Shell shares rose Tuesday in London..
Mr. Voser had said in May that he would step down next year after less than five years in the top job, news that also surprised the markets. He said he wanted to spend more time with his family, which had remained in his native Switzerland while he worked at Shell headquarters in London.
Previously chief financial officer, Mr. Voser had helped stabilize Shell after a scandal over misstating oil and gas reserves.

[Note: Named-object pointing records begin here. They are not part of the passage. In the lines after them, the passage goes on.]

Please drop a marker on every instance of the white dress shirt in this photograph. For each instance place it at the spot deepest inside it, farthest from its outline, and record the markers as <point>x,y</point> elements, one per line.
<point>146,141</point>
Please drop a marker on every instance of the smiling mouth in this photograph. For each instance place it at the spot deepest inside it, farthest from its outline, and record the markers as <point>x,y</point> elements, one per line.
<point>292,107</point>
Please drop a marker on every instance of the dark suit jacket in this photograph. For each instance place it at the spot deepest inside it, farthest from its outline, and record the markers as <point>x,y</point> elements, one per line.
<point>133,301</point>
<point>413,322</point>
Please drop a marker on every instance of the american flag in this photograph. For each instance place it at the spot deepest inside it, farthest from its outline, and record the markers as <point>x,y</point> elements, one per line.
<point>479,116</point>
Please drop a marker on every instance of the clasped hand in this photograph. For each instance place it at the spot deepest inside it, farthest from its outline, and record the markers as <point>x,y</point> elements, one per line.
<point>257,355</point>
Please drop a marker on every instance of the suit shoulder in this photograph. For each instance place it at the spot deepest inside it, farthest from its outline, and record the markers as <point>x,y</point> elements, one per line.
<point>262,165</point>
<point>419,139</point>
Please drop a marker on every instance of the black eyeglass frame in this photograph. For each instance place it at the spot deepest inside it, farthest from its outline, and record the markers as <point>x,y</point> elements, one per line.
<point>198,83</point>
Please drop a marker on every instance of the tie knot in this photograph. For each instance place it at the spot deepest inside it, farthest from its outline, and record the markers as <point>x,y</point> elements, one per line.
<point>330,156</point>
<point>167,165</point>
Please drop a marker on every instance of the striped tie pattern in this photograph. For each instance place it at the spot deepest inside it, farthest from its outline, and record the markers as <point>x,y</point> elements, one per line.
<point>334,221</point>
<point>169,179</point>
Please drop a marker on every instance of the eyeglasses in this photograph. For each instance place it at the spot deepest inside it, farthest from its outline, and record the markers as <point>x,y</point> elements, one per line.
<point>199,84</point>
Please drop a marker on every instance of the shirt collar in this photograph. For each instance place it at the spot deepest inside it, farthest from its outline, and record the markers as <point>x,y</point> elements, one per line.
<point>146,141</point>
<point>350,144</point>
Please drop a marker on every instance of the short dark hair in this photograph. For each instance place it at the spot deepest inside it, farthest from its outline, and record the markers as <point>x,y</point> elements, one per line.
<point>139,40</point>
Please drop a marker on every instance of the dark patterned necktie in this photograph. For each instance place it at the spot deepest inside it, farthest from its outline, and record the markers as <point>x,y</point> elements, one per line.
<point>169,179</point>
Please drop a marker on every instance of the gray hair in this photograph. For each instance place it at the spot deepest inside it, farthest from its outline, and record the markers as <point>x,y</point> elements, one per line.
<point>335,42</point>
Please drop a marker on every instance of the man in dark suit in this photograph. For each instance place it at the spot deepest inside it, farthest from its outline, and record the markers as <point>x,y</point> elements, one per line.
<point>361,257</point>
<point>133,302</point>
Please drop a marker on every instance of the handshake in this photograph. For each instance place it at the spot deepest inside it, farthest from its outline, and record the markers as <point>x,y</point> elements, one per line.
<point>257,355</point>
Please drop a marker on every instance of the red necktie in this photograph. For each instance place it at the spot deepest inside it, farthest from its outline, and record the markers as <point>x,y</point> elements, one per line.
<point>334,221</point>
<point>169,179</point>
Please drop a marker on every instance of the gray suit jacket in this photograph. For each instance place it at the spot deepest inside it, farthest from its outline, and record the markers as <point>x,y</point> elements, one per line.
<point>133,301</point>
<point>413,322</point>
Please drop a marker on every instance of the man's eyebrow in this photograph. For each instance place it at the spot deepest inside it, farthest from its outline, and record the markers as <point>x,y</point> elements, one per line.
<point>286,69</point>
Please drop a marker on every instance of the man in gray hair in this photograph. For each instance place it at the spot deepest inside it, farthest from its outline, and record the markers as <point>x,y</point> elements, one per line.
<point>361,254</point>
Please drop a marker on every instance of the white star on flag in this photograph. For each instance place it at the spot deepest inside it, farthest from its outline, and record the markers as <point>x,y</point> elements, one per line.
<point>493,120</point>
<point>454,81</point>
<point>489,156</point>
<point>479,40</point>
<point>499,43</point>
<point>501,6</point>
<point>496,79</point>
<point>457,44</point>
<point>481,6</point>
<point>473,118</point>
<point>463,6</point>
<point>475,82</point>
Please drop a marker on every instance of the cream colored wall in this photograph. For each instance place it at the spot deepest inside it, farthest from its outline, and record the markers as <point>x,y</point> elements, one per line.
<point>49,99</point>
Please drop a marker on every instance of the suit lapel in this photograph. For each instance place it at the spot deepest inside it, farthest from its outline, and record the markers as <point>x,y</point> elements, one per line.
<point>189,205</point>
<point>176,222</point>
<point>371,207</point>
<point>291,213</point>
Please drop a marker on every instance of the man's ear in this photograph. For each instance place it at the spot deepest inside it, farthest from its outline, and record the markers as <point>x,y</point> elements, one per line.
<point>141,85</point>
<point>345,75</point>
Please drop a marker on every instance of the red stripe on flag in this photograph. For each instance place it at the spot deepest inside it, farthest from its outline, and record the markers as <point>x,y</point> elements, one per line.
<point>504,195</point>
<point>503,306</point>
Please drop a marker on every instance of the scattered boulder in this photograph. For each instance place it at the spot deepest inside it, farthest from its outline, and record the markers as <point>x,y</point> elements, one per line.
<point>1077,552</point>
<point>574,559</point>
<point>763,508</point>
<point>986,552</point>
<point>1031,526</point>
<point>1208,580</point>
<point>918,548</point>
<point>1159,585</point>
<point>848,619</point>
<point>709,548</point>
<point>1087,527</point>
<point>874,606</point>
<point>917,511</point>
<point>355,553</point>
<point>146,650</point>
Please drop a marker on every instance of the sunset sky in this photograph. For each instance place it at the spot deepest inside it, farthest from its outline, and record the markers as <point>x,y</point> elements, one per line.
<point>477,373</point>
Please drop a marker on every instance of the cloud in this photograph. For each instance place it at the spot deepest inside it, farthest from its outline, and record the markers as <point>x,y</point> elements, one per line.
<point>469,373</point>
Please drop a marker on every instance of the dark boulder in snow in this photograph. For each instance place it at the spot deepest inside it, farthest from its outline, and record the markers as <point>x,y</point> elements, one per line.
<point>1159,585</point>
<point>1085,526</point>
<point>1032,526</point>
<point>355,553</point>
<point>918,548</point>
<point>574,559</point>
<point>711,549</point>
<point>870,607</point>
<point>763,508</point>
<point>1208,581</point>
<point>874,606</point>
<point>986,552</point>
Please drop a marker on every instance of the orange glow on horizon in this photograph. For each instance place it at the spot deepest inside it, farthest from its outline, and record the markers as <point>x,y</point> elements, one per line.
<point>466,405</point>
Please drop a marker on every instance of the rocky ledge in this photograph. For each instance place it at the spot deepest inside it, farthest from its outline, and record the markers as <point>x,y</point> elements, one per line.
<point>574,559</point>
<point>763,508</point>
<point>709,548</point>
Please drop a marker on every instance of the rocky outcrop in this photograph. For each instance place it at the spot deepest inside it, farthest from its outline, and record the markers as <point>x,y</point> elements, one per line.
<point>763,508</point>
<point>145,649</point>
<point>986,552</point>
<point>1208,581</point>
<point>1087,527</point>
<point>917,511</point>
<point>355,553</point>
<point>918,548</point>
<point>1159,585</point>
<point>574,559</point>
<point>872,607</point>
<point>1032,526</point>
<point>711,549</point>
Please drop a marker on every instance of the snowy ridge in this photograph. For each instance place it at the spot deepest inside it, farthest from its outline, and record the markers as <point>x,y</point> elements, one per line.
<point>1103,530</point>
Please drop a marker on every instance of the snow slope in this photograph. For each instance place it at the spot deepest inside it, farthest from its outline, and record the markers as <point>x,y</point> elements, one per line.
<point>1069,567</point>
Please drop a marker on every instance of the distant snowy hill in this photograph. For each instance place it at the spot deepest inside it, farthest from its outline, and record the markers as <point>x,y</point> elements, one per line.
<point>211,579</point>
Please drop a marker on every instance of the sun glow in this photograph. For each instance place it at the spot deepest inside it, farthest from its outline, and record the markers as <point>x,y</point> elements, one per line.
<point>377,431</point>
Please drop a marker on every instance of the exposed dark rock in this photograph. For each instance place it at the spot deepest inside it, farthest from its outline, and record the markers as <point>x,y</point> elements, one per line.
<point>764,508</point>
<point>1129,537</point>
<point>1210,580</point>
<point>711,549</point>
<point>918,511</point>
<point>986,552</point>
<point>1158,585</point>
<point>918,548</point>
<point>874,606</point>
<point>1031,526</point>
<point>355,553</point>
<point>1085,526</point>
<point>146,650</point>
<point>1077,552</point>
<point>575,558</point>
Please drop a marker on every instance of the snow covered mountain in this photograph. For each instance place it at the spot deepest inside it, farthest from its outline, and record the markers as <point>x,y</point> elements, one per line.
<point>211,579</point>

While uncomfortable in the limelight, he is thought to have improved the implementation of big projects like the $20 billion Pearl gas-to-liquids plant in Qatar that have come to distinguish Shell.
The standard spot for chief executives-in-waiting at major oil companies is the exploration and production division, which is usually the big profit earner.

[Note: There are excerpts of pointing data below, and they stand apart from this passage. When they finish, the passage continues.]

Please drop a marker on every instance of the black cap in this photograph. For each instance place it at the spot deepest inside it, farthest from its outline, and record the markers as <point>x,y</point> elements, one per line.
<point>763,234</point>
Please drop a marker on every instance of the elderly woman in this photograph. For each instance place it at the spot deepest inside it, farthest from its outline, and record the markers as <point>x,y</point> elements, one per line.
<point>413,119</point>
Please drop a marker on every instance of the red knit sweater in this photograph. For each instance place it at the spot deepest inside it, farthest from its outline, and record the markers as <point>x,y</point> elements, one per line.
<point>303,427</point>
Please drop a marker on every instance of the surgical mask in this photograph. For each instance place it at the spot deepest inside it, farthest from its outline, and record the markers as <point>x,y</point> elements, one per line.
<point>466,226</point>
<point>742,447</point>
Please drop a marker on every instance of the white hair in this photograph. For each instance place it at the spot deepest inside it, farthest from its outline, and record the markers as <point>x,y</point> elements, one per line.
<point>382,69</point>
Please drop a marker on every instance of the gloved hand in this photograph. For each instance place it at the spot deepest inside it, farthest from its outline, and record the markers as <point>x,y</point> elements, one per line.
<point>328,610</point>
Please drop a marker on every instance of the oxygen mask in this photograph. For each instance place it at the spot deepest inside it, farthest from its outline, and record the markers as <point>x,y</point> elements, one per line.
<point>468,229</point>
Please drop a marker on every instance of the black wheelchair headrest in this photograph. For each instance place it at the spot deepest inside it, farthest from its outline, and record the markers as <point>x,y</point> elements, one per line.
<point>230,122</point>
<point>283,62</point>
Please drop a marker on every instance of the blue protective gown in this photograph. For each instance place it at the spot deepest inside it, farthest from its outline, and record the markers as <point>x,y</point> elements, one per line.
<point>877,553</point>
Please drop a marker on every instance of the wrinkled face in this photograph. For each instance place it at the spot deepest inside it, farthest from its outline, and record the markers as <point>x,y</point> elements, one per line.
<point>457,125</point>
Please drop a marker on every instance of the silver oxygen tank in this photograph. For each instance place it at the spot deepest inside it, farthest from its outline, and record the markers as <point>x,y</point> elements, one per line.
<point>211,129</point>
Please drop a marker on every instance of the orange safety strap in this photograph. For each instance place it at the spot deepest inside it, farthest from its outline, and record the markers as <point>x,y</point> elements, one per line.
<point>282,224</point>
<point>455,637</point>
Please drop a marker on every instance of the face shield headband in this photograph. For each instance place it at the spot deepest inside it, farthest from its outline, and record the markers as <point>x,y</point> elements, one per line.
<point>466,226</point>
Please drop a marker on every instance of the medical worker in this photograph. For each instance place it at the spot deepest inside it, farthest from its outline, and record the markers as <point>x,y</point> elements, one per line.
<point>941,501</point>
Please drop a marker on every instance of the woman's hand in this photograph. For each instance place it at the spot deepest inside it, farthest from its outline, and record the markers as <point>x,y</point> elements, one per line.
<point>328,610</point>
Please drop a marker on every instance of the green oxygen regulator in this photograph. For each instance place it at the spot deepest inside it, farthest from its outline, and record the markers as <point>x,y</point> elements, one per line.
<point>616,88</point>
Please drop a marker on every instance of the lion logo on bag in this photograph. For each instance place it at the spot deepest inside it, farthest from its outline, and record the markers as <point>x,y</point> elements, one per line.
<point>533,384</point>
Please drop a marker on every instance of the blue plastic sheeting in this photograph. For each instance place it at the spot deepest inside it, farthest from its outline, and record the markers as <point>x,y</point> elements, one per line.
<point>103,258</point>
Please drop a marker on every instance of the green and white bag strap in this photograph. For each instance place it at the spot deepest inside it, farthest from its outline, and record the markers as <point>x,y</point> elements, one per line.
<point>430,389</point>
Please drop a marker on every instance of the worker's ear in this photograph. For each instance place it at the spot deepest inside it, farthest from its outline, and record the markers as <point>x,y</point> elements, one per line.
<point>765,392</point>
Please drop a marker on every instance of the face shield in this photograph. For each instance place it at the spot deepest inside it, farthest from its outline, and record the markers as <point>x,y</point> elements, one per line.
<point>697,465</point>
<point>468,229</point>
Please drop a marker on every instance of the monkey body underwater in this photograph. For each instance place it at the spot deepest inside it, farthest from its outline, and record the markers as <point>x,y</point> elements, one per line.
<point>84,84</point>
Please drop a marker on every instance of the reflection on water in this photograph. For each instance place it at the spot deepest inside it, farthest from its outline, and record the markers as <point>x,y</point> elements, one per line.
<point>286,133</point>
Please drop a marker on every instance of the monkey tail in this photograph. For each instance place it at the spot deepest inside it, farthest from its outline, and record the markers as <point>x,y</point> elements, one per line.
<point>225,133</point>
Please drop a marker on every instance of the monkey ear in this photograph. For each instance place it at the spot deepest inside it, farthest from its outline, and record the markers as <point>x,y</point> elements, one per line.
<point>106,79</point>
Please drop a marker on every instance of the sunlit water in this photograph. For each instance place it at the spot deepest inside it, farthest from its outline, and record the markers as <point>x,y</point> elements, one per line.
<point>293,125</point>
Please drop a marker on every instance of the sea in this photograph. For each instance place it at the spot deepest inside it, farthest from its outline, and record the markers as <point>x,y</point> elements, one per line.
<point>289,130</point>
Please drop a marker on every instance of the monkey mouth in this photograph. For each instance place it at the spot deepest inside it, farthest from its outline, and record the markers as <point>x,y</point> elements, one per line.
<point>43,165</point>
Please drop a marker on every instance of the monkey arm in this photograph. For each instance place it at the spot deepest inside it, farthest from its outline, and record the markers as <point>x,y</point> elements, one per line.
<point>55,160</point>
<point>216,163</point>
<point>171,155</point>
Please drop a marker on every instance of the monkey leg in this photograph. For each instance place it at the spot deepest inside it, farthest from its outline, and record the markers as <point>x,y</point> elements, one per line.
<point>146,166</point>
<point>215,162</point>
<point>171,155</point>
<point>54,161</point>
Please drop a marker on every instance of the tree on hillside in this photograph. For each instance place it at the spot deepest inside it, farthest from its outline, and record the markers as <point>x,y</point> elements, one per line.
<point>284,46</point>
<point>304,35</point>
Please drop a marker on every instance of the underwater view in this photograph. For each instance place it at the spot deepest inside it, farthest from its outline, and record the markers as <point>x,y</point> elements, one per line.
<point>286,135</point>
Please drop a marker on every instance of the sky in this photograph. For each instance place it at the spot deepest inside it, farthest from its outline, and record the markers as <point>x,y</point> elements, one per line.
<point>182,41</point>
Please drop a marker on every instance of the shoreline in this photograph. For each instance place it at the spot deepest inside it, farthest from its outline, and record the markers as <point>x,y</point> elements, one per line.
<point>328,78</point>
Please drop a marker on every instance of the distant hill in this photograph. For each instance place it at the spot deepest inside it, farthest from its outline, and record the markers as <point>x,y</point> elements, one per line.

Shell differs from other major oil major companies like BP by stressing big long-term projects that lack the tremendous potential financial rewards of oil exploration but produce steady returns with lower risk.
Liquefied natural gas tends to earn returns in the relatively modest 10 percent to 15 percent range, analysts say, but it produces steady cash flows for decades with little additional capital expenditure.
Shell has invested around $40 billion in the business in recent years. It hopes to cash in on growing use of gas in China and other developing countries.
It is also one of the few companies that is investing large sums in gas-to-liquids plants, the monster installations required to transform natural gas into fuels like diesel. And it is the leader in the still-unproven technology of building gigantic floating vessels to process liquefied natural gas in remote locations.
Mr. van Beurden was involved in the floating vessels at the early stages and is also credited by some with turning around the now-profitable chemicals business when he headed it from 2006 to 2012. He reconfigured Shell’s American chemical plants to use low-priced gas feedstock rather than oil.
In an industry where access to oil and gas is increasingly competitive, Shell hopes a demonstrated ability to design and manage megaprojects will give it a competitive advantage.
Mr. van Beurden’s experience appears tailored to Shell’s strategy. For instance, he has 10 years in Shell’s liquefied natural gas business. That business, along with gas-to-liquids, earned Shell $9.4 billion of its $25.1 billion in profit last year.
“Ben will continue to drive and further develop the strategic agenda that we have set out, to generate competitive returns for our shareholders,” Shell’s chairman, Jorma Ollila, said in a statement Tuesday.